Soares -- speaking Friday on Albany public radio station WAMC, where he is a regular guest on a roundtable panel -- said he couldn’t comment on the specifics of the case. But he said while he found Commisso’s account “credible,” there is a different level of burden of proof required for a criminal case.
He said his office’s special victims unit conducted an impartial review to reach their conclusion.
“As a prosecutor, you have to ask yourself, can we establish every element of this offense beyond a reasonable doubt? And if you can, you proceed,” Soares said. “And if you cannot, then you do not.”
He said the attorney general’s investigation was a civil proceeding, not a criminal one, and more evidence would be needed to prosecute.
Elias Farah is a member of the Sexual Harassment Working Group, which is made up of current and former New York state legislative staffers who say they were harassed by elected officials.
He said he’s disappointed with the DA’s decision.
“I find it absolutely ridiculous,” Farah said. “It's absurd that a prosecutor would say, ‘I find this victim credible, I find her statements credible, but I just don't have the ability to prosecute.’”
Farah worked for former state Assemblywoman Angela Wozniak, who he said sexually harassed him and then retaliated against him when he spoke up. Wozniak declined to seek reelection. The case is still in civil court.
Farah, now a criminal defense attorney in Buffalo, is also a former prosecutor with the St. Lawrence County District Attorney’s office. He said it should be up to a jury, not the prosecutor, to decide if there’s enough evidence to convict someone of a crime.
He believes Soares’ decision was politically motivated.

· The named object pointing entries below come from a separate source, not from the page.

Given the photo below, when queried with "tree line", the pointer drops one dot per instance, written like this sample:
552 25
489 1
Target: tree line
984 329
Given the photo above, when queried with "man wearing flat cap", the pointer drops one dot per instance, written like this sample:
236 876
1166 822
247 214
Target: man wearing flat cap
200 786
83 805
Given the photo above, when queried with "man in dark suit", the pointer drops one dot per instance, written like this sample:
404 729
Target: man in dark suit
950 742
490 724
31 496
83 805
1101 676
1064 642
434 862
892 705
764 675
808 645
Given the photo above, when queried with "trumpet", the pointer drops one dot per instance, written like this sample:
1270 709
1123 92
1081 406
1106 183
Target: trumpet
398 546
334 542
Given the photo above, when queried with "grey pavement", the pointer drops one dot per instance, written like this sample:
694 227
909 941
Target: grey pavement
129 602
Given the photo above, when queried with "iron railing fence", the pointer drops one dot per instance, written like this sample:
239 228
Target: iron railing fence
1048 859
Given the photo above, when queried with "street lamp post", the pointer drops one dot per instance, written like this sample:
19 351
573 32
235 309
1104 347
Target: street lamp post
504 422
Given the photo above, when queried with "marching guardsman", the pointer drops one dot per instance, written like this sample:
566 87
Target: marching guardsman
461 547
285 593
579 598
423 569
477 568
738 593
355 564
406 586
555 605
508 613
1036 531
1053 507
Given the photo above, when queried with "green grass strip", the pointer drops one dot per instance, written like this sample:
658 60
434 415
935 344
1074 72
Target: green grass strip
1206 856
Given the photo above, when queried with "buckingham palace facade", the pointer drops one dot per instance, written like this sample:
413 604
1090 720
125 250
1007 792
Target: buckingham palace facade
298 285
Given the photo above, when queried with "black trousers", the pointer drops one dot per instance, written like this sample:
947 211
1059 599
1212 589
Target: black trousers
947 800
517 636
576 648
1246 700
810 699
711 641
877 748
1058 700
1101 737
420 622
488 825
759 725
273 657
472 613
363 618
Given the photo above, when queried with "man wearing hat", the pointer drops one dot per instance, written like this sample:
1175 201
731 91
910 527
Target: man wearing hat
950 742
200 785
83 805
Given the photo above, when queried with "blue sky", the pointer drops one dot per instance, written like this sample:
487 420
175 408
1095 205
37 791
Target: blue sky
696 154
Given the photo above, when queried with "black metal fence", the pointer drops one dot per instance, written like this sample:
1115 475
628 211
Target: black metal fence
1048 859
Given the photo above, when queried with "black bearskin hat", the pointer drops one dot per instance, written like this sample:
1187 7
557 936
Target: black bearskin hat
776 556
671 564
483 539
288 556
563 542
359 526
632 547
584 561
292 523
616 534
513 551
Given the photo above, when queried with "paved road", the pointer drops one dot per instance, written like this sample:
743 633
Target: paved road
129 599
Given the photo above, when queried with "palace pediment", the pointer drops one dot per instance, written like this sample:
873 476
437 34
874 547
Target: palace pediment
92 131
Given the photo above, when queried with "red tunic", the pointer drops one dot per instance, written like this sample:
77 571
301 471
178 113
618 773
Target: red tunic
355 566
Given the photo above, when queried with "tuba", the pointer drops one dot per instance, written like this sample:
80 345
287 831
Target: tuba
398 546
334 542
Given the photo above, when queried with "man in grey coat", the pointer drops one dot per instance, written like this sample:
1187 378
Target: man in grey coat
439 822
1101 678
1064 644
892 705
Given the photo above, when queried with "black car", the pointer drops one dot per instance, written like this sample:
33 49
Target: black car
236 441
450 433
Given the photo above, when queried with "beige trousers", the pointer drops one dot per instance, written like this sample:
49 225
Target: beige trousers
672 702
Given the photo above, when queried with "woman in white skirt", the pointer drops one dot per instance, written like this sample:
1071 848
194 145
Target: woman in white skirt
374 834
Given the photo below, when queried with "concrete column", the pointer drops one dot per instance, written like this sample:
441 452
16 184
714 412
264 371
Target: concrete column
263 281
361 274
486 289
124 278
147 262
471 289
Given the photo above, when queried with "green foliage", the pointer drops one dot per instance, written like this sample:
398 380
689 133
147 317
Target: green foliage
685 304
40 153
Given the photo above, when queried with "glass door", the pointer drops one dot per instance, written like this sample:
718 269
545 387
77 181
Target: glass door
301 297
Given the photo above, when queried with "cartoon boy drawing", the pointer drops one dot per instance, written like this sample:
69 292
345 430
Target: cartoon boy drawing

“I've seen district attorneys across this state bring charges against people that may not be as strong as other cases, but they still bring them," he said. "The only thing I can see in this case that seems to be different is that this is the former governor.
"Maybe somebody is afraid of that fight.”
Farah said the most unfortunate aspect of dropping the case, though, is that it makes it harder for victims to come forward.
“That is the real shame to victims across this state and across this country,” he said. “Because there’s not going to be any justice for them.”
Soares said he’s aware of the criticism but is not letting the “passions” of a high-profile case influence his decisions.
“You should fear a prosecutor who is basing their decisions not on the rule of law, but on satisfying those passions,” Soares said.
In a statement, Cuomo spokesman Rich Azzopardi castigated James for issuing her report in the first place, saying it was “a sham to generate a press frenzy and political firestorm to clear the way for her own run for higher office.”
James briefly entered the race for governor, but is now running for re-election.
Azzopardi said the former governor has been quiet these past few weeks out of respect for the legal process, but that no one should “confuse our respect for the justice system with acquiescence.”